The Question:
Show that if $G$ is bipartite and that all of its vertices have the same degree, then $G$ has a perfect matching.
My Thoughts:
I have tried using Induction on the common degree of the vertices, but it doesn't seem to work as we do not know how many vertices (or edges) there are.
I can see that this is trivially true for when the common degree is $1$ (in which case the perfect matching is simply $M=E(G)$. It is also true when the common degree is $2$, since $G$ would just be a collection of even cycles.
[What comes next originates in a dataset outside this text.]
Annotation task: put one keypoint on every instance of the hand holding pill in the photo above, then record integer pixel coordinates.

But in general I don't see how to use the fact that all vertices have the same degree. Any hints?
Best Answer
For each subset $U$ of the vertices of $G$, let us write the set of vertices $v$ adjacent in $G$ to at least one vertex of $U$ as $N_G(U)$.
Let $U$ be a subset of $S$. For each vertex $v$ in $T$ let $d_S(v)$ be the number of neighbors in $S$ that $v$ has in $G$. Then on the one hand, $\sum_{v \in N_G(U)} d_S(v) =d|S|$ (because every vertex in $G$ has the same degree $d$), but on the other hand, $d_S(v) \leq d$ (because every vertex in $G$ has the same degree $d$ so $d$ is an upper bound for $d_S(v)$). Conclude that the only way both of the above could hold is if $N_G(S)$ is at least as large as $S$.
Repeat the above line of reasoning for any subset of $T$. And then finish using Hall's.